Before I was editor of Michigan Today, I was a reader and fan. I always favored the history features, and clearly remember a day sitting at my desk at Michigan Ross reading “One Odd Duck.” I was charmed first by the headline and then by the profile of a hook-nosed Augustus Brevoort Woodward, friend to Thomas Jefferson himself, in a puffy shirt worthy of Prince Rogers Nelson.
I grew up in Birmingham, just a few blocks East of Woodward Ave., and had never pondered the genesis of the road’s name. And now, years later, there was the guy, the “one odd duck” who dreamed up the word Catholepistemiad (pronounced cath-oh-lep-iss-TEEM-ee-add) as the potential name for the University of Michigan. The story describes him as a land speculator, accused of “private and sinister schemes,” and though he escaped serious scandal, he was unpopular for years.
According to a historian quoted in the piece: “He was the most interested in purely intellectual pursuits of any man at that time in Michigan and found few to sympathize or appreciate him or his endeavors.”
Even so, I was glad to finally meet him after all these years.
Back to the future
Time travel is a recurring fantasy of mine, and I welcome any opportunity to immerse in another period. University of Michigan time travel never disappoints. A trip through the photo archives at the Bentley Library delivers one fantastic gem after another. Men in stovepipe hats on the Diag. Grand ladies on the steps of Hill Auditorium. BAM protesters with picket signs. Every person in every photo was here at one point. They were animated and three-dimensional and alive. They were this place at that time.

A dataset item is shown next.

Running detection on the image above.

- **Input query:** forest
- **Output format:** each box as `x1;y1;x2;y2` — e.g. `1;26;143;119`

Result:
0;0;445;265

Meanwhile, the digitized archive of The Michigan Daily is by far one of our most precious time machines. (Once you find it, the rabbit hole is deeeeeep and utterly irresistible.) Student journalists always have access to infinite possibilities and the stories always come fast and furious. Our campus(es) represent a microcosm of society and the interesting stories to which readers are drawn have recurring themes: bad behavior, obstacles overcome, dramatic discoveries, creative breakthroughs. (And let’s be real: bad behavior trumps everything.)
In his time, Augustus Woodward was considered a bit of a kook. But as Michigan Today pointed out some 200 years later, he actually was something of a visionary. These past few years at U-M will provide robust fodder for the future editors of Michigan Today. Imagine the “Heritage” stories a hundred years hence. How will future historians cover the ways we’ve handled a deadly global pandemic, a fractured political system, and bad behavior in our community? It’s mind-boggling to realize we are all part of this living, breathing organism called U-M, and that someday our present drama — these “interesting times” we are in right now — will be considered ancient history.
(Lead image: President Henry Hutchins on Commencement Day, 1912.)